Hi!
I'm currently struggling to build a xmltable query which does the right thing and performs well.
The xml I'm trying to process is saved in a xmltype column and looks like this:
<customer>
<name>Mustermann</name>
<contract>
<contract_id>C1</contract_id>
<products>
<product>
<name>Product C1.P1</name>
<price>23.12</price>
<properties>
<property>Property C1.P1.A</property>
<property>Property C1.P1.B</property>
</properties>
</product>
<product>
<name>Product C1.P2</name>
<price>2.32</price>
</product>
</products>
</contract>
<contract>
<contract_id>C2</contract_id>
<products>
<product>
<name>Product C2.P1</name>
<price>143.33</price>
</product>
<product>
<name>Product C2.P2</name>
<price>231.76</price>
<properties>
<property>Property C2.P2.A</property>
<property>Property C2.P2.B</property>
</properties>
</product>
</products>
</contract>
<contract>
<contract_id>C3</contract_id>
</contract>
</customer>
The xml structure contains various repeating nodes most of which are optional. E.g. a contract does not need to have a product, a product does not need to have a property.

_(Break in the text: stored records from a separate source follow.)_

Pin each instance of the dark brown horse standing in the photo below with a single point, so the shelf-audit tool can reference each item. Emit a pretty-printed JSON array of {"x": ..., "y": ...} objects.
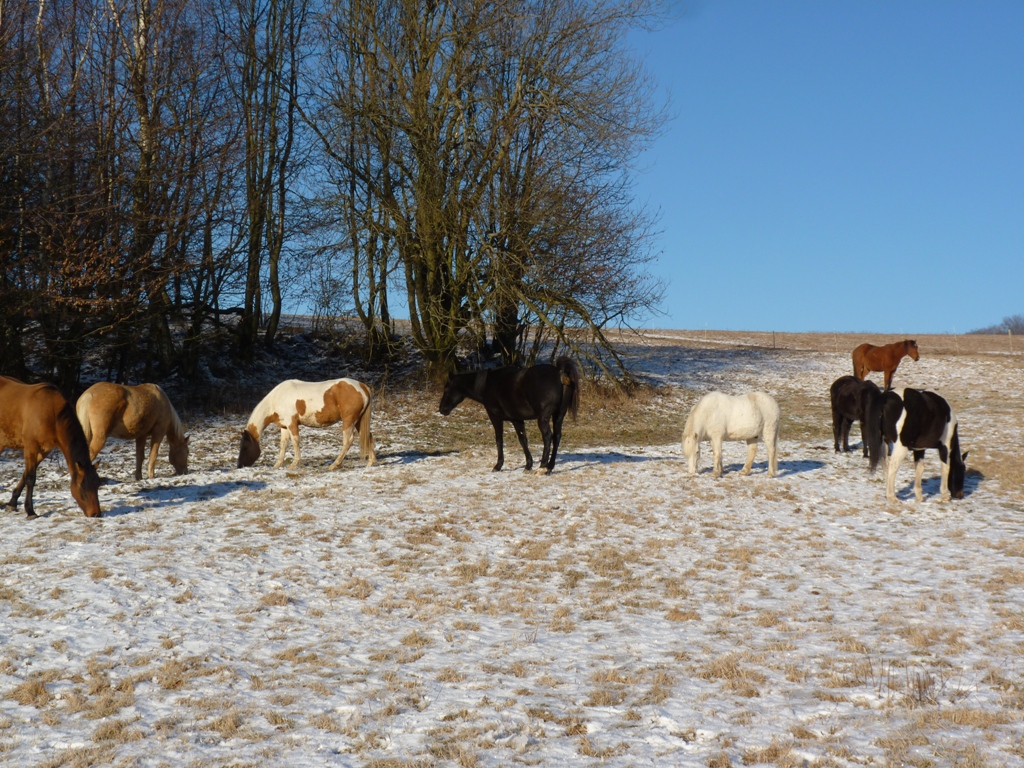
[
  {"x": 35, "y": 419},
  {"x": 544, "y": 392},
  {"x": 850, "y": 397},
  {"x": 869, "y": 357}
]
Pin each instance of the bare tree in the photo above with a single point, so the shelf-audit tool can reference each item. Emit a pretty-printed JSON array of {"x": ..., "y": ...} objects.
[{"x": 491, "y": 145}]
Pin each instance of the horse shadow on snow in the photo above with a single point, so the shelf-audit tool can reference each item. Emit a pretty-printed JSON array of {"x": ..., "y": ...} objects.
[
  {"x": 930, "y": 486},
  {"x": 785, "y": 468},
  {"x": 159, "y": 497}
]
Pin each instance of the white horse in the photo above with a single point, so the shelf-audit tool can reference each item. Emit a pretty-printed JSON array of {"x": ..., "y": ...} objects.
[
  {"x": 312, "y": 404},
  {"x": 722, "y": 417}
]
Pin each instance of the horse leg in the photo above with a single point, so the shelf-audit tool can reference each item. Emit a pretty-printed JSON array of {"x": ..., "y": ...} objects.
[
  {"x": 284, "y": 446},
  {"x": 771, "y": 445},
  {"x": 556, "y": 438},
  {"x": 30, "y": 509},
  {"x": 896, "y": 456},
  {"x": 346, "y": 443},
  {"x": 546, "y": 435},
  {"x": 716, "y": 446},
  {"x": 520, "y": 432},
  {"x": 919, "y": 472},
  {"x": 28, "y": 482},
  {"x": 497, "y": 423},
  {"x": 139, "y": 454},
  {"x": 944, "y": 474},
  {"x": 154, "y": 450},
  {"x": 96, "y": 441},
  {"x": 11, "y": 506},
  {"x": 752, "y": 450},
  {"x": 293, "y": 433}
]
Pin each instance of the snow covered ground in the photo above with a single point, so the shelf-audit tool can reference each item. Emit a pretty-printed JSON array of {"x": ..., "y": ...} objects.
[{"x": 427, "y": 611}]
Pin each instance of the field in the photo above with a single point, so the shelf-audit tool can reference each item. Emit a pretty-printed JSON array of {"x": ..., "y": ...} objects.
[{"x": 429, "y": 612}]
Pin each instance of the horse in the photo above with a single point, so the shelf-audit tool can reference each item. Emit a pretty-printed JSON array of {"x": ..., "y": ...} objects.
[
  {"x": 139, "y": 413},
  {"x": 310, "y": 403},
  {"x": 869, "y": 357},
  {"x": 849, "y": 401},
  {"x": 544, "y": 392},
  {"x": 35, "y": 419},
  {"x": 914, "y": 420},
  {"x": 722, "y": 417}
]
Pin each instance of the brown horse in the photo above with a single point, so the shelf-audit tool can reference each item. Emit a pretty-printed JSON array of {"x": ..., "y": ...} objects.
[
  {"x": 35, "y": 419},
  {"x": 869, "y": 357},
  {"x": 140, "y": 413}
]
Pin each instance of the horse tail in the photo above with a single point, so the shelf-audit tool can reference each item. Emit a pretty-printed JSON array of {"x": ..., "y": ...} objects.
[
  {"x": 175, "y": 429},
  {"x": 872, "y": 427},
  {"x": 570, "y": 378},
  {"x": 366, "y": 437},
  {"x": 82, "y": 413}
]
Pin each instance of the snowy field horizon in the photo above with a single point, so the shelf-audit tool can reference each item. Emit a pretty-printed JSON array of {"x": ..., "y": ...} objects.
[{"x": 426, "y": 611}]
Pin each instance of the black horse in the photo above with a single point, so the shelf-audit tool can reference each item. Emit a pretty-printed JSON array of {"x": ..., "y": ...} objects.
[
  {"x": 544, "y": 392},
  {"x": 911, "y": 421},
  {"x": 850, "y": 396}
]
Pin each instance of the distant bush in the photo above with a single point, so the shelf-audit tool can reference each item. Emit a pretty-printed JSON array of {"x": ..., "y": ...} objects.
[{"x": 1014, "y": 324}]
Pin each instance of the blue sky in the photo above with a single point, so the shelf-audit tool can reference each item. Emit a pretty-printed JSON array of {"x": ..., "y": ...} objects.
[{"x": 840, "y": 165}]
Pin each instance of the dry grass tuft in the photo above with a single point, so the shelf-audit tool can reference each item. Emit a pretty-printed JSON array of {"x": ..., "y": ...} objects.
[
  {"x": 275, "y": 598},
  {"x": 776, "y": 754},
  {"x": 117, "y": 731},
  {"x": 32, "y": 693}
]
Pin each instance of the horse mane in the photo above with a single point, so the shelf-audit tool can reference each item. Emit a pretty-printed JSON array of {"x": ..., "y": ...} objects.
[
  {"x": 177, "y": 431},
  {"x": 568, "y": 368},
  {"x": 68, "y": 423}
]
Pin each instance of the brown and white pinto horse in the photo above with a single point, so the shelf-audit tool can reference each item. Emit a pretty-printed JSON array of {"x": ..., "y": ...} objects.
[
  {"x": 869, "y": 357},
  {"x": 140, "y": 413},
  {"x": 35, "y": 419},
  {"x": 311, "y": 404}
]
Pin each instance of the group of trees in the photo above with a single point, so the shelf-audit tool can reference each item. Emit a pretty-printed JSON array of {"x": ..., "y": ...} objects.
[
  {"x": 173, "y": 172},
  {"x": 1014, "y": 324}
]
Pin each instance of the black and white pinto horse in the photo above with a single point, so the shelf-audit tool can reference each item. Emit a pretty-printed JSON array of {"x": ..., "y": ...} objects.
[
  {"x": 544, "y": 392},
  {"x": 914, "y": 420},
  {"x": 850, "y": 396}
]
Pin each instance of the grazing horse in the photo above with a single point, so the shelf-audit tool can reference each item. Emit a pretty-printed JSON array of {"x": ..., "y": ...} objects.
[
  {"x": 914, "y": 420},
  {"x": 849, "y": 400},
  {"x": 35, "y": 419},
  {"x": 318, "y": 403},
  {"x": 869, "y": 357},
  {"x": 544, "y": 392},
  {"x": 722, "y": 417},
  {"x": 140, "y": 413}
]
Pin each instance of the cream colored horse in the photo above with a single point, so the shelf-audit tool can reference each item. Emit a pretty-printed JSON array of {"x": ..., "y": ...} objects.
[
  {"x": 311, "y": 403},
  {"x": 140, "y": 413},
  {"x": 720, "y": 417}
]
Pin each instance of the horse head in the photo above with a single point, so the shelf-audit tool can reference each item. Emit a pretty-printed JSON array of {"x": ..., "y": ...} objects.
[
  {"x": 454, "y": 394},
  {"x": 250, "y": 450},
  {"x": 179, "y": 457},
  {"x": 85, "y": 487}
]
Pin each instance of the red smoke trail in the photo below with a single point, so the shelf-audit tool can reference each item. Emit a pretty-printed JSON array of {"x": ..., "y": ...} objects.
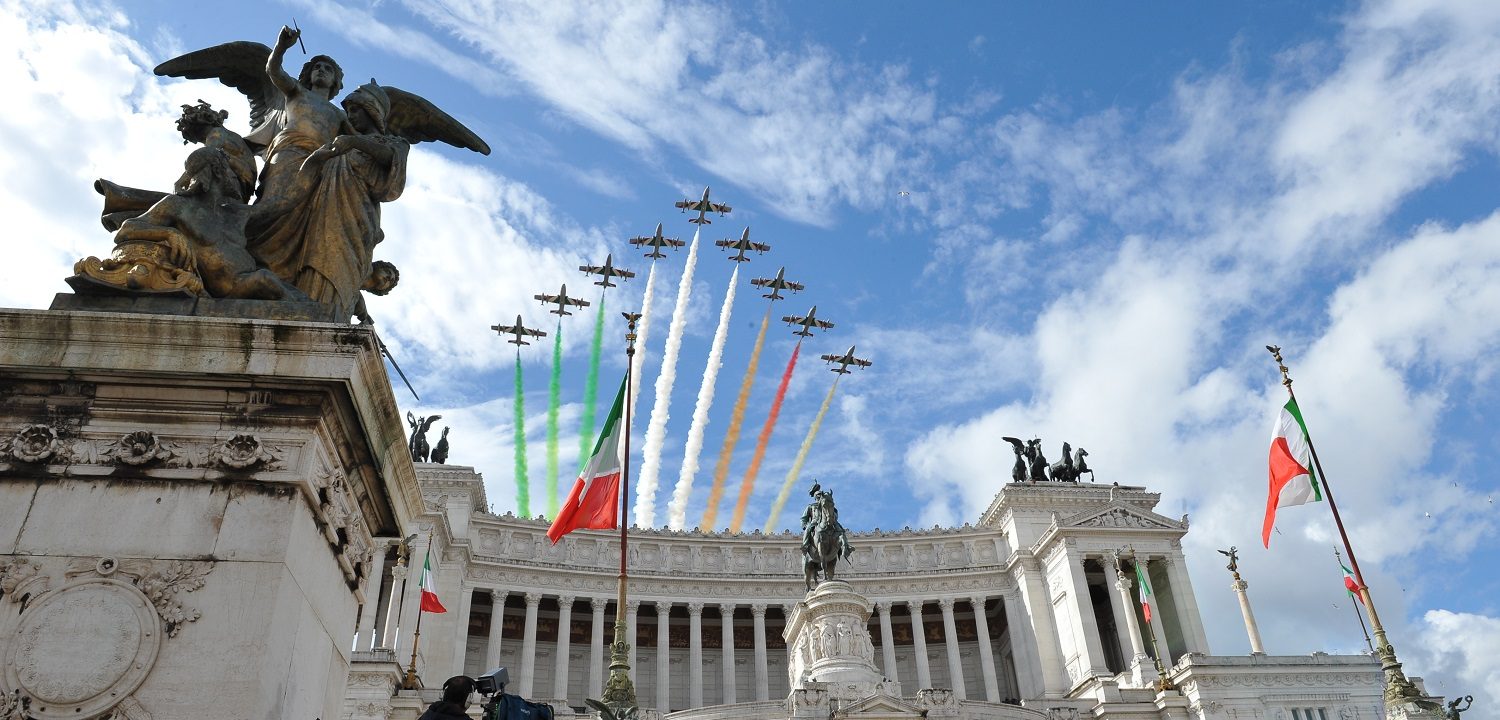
[{"x": 765, "y": 438}]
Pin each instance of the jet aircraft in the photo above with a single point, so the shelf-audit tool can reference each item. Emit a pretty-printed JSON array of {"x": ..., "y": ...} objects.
[
  {"x": 845, "y": 360},
  {"x": 656, "y": 243},
  {"x": 702, "y": 207},
  {"x": 561, "y": 300},
  {"x": 807, "y": 323},
  {"x": 606, "y": 272},
  {"x": 743, "y": 245},
  {"x": 777, "y": 284},
  {"x": 519, "y": 330}
]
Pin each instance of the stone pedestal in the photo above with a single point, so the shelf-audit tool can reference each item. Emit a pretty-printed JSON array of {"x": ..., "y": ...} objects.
[
  {"x": 188, "y": 509},
  {"x": 828, "y": 645}
]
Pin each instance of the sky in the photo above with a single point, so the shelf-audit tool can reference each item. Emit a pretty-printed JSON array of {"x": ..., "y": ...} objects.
[{"x": 1071, "y": 221}]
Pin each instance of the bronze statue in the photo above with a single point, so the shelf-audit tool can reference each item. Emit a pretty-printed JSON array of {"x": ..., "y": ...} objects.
[
  {"x": 419, "y": 435},
  {"x": 824, "y": 539},
  {"x": 326, "y": 167},
  {"x": 440, "y": 453}
]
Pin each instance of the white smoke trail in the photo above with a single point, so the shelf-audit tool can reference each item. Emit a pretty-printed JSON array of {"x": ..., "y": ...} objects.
[
  {"x": 641, "y": 341},
  {"x": 677, "y": 510},
  {"x": 656, "y": 431}
]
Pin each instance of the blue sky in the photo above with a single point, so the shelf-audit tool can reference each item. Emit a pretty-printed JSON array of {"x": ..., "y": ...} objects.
[{"x": 1107, "y": 212}]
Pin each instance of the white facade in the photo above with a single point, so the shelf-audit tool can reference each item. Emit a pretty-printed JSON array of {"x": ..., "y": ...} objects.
[{"x": 1022, "y": 611}]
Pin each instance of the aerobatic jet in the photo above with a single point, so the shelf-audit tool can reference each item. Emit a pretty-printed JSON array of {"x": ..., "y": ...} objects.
[
  {"x": 656, "y": 243},
  {"x": 845, "y": 360},
  {"x": 777, "y": 284},
  {"x": 519, "y": 330},
  {"x": 606, "y": 272},
  {"x": 743, "y": 245},
  {"x": 561, "y": 300},
  {"x": 807, "y": 323},
  {"x": 702, "y": 207}
]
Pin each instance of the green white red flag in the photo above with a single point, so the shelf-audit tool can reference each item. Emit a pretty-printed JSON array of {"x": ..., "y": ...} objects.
[
  {"x": 1293, "y": 479},
  {"x": 1350, "y": 585},
  {"x": 1143, "y": 590},
  {"x": 429, "y": 590},
  {"x": 594, "y": 500}
]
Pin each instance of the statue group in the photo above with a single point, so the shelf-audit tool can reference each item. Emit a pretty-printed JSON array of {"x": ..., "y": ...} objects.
[
  {"x": 824, "y": 539},
  {"x": 300, "y": 227},
  {"x": 1031, "y": 464}
]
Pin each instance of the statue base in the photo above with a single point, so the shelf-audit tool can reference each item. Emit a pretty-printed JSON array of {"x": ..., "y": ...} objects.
[{"x": 189, "y": 506}]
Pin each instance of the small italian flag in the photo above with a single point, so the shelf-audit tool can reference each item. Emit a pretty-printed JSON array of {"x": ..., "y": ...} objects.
[
  {"x": 1293, "y": 482},
  {"x": 1350, "y": 585},
  {"x": 429, "y": 590},
  {"x": 1143, "y": 588},
  {"x": 594, "y": 500}
]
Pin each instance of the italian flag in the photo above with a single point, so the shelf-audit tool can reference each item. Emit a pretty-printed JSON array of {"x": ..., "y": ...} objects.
[
  {"x": 1143, "y": 588},
  {"x": 1350, "y": 585},
  {"x": 594, "y": 500},
  {"x": 1293, "y": 482},
  {"x": 429, "y": 590}
]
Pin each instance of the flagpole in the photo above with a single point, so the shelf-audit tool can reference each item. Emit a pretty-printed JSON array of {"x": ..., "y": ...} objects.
[
  {"x": 620, "y": 692},
  {"x": 410, "y": 681},
  {"x": 1361, "y": 618},
  {"x": 1398, "y": 689}
]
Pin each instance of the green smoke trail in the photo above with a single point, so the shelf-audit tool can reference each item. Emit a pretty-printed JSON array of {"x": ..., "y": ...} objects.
[
  {"x": 554, "y": 404},
  {"x": 522, "y": 485},
  {"x": 801, "y": 458},
  {"x": 585, "y": 438}
]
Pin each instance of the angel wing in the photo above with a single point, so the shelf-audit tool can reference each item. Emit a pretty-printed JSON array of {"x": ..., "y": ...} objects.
[
  {"x": 417, "y": 120},
  {"x": 239, "y": 65}
]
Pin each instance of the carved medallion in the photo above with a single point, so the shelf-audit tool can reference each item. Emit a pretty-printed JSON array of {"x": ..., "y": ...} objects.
[{"x": 83, "y": 647}]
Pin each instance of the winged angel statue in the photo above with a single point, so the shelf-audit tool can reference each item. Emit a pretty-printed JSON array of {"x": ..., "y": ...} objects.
[{"x": 314, "y": 222}]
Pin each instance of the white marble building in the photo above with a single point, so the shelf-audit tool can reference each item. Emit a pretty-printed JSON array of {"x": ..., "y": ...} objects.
[{"x": 1017, "y": 615}]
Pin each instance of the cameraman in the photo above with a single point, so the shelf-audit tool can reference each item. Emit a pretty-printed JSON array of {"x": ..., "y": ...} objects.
[{"x": 455, "y": 701}]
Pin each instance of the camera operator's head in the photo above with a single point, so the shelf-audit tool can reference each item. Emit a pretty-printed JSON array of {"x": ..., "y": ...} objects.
[{"x": 458, "y": 689}]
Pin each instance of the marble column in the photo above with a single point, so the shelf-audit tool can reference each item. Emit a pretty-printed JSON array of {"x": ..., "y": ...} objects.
[
  {"x": 1187, "y": 603},
  {"x": 695, "y": 653},
  {"x": 632, "y": 611},
  {"x": 596, "y": 647},
  {"x": 564, "y": 639},
  {"x": 528, "y": 645},
  {"x": 762, "y": 674},
  {"x": 366, "y": 636},
  {"x": 461, "y": 630},
  {"x": 950, "y": 635},
  {"x": 887, "y": 641},
  {"x": 663, "y": 657},
  {"x": 726, "y": 633},
  {"x": 924, "y": 675},
  {"x": 398, "y": 576},
  {"x": 1085, "y": 626},
  {"x": 497, "y": 627},
  {"x": 981, "y": 624}
]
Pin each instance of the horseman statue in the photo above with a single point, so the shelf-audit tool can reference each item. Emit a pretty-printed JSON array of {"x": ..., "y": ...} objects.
[{"x": 824, "y": 539}]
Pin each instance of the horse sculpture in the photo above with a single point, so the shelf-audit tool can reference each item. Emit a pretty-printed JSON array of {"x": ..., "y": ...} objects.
[{"x": 819, "y": 564}]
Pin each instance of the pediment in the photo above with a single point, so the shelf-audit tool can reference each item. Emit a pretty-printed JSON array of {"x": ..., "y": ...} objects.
[
  {"x": 1119, "y": 516},
  {"x": 882, "y": 707}
]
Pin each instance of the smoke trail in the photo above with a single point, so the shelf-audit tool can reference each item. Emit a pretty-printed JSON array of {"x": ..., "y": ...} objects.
[
  {"x": 732, "y": 434},
  {"x": 641, "y": 341},
  {"x": 677, "y": 510},
  {"x": 656, "y": 431},
  {"x": 522, "y": 485},
  {"x": 585, "y": 438},
  {"x": 554, "y": 402},
  {"x": 761, "y": 443},
  {"x": 801, "y": 458}
]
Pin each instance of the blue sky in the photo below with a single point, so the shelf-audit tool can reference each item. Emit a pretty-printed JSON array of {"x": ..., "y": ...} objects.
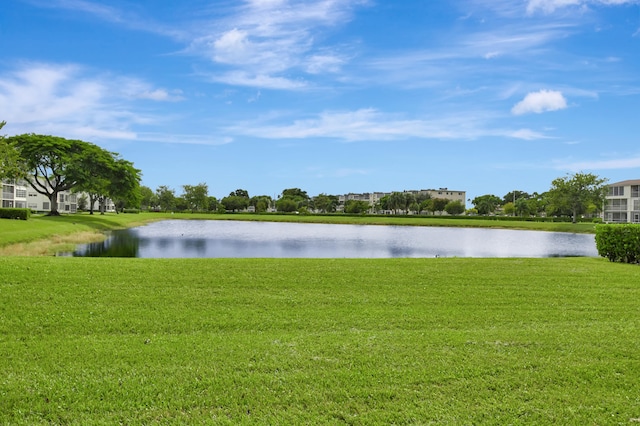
[{"x": 333, "y": 96}]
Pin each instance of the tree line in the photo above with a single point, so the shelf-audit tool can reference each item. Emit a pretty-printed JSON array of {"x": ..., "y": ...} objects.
[
  {"x": 51, "y": 164},
  {"x": 570, "y": 196},
  {"x": 195, "y": 198}
]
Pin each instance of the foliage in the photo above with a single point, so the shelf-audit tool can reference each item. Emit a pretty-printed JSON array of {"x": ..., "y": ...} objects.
[
  {"x": 52, "y": 164},
  {"x": 619, "y": 242},
  {"x": 514, "y": 196},
  {"x": 214, "y": 204},
  {"x": 261, "y": 203},
  {"x": 318, "y": 341},
  {"x": 295, "y": 192},
  {"x": 325, "y": 203},
  {"x": 356, "y": 207},
  {"x": 196, "y": 196},
  {"x": 575, "y": 193},
  {"x": 12, "y": 213},
  {"x": 235, "y": 202},
  {"x": 11, "y": 167},
  {"x": 286, "y": 205},
  {"x": 454, "y": 207},
  {"x": 166, "y": 198},
  {"x": 439, "y": 205},
  {"x": 486, "y": 204},
  {"x": 148, "y": 198}
]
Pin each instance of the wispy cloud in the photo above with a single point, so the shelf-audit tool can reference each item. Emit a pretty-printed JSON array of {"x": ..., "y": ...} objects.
[
  {"x": 550, "y": 6},
  {"x": 69, "y": 101},
  {"x": 369, "y": 124},
  {"x": 262, "y": 42},
  {"x": 615, "y": 164},
  {"x": 123, "y": 17},
  {"x": 538, "y": 102}
]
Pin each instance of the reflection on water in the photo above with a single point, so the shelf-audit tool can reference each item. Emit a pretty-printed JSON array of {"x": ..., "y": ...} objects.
[{"x": 217, "y": 239}]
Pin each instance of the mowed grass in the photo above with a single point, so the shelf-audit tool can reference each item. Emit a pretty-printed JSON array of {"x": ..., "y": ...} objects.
[{"x": 308, "y": 341}]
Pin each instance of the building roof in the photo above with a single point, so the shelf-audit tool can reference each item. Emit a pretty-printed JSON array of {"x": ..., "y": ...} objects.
[{"x": 626, "y": 182}]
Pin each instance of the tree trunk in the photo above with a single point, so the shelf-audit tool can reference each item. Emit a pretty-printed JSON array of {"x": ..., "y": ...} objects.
[{"x": 53, "y": 199}]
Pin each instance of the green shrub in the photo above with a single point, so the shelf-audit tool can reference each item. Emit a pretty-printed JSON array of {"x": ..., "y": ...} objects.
[
  {"x": 619, "y": 243},
  {"x": 23, "y": 214}
]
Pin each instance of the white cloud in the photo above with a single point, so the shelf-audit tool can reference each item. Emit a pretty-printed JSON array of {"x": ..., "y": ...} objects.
[
  {"x": 369, "y": 124},
  {"x": 261, "y": 40},
  {"x": 550, "y": 6},
  {"x": 622, "y": 163},
  {"x": 68, "y": 101},
  {"x": 527, "y": 134},
  {"x": 538, "y": 102}
]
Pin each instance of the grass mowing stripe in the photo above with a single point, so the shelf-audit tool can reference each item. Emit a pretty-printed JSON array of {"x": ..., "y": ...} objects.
[{"x": 356, "y": 341}]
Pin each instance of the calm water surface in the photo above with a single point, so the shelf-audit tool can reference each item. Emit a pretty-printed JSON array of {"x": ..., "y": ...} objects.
[{"x": 214, "y": 238}]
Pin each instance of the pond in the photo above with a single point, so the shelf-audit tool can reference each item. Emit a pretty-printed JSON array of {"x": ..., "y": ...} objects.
[{"x": 234, "y": 239}]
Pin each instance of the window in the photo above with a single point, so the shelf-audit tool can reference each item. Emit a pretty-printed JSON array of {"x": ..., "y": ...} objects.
[
  {"x": 617, "y": 205},
  {"x": 616, "y": 191},
  {"x": 616, "y": 217}
]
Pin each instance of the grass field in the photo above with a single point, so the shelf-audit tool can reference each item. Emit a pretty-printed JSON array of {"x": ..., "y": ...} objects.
[{"x": 306, "y": 341}]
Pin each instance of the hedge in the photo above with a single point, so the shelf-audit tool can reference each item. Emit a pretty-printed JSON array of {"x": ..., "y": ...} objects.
[
  {"x": 7, "y": 213},
  {"x": 619, "y": 243}
]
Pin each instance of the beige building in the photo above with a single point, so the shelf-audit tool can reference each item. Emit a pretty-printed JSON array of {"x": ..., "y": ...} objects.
[{"x": 623, "y": 202}]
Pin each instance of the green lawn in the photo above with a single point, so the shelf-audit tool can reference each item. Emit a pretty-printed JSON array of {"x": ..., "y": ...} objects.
[{"x": 307, "y": 341}]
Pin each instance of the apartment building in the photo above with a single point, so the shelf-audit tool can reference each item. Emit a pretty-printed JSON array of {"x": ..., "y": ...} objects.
[
  {"x": 623, "y": 202},
  {"x": 19, "y": 194},
  {"x": 374, "y": 197}
]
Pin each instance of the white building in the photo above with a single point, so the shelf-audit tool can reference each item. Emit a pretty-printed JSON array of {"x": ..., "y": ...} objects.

The desired output looks as follows:
customer_name | contract_id | product_name | product_price | product_property |
---|
Mustermann | C1 | Product C1.P1 | 23.12 | Property C1.P1.A |
Mustermann | C1 | Product C1.P1 | 23.12 | Property C1.P1.A |
Mustermann | C1 | Product C1.P2 | 2.32 | (null) |
Mustermann | C2 | Product C2.P1 | 143.33 | (null) |
Mustermann | C2 | Product C2.P2 | 231.76 | Property C2.P2.A |
Mustermann | C2 | Product C2.P2 | 231.76 | Property C2.P2.B |
Mustermann | C3 | (null) | (null) | (null) |
So basically the nested nodes are split up into separate rows as if I performed multiple left joins.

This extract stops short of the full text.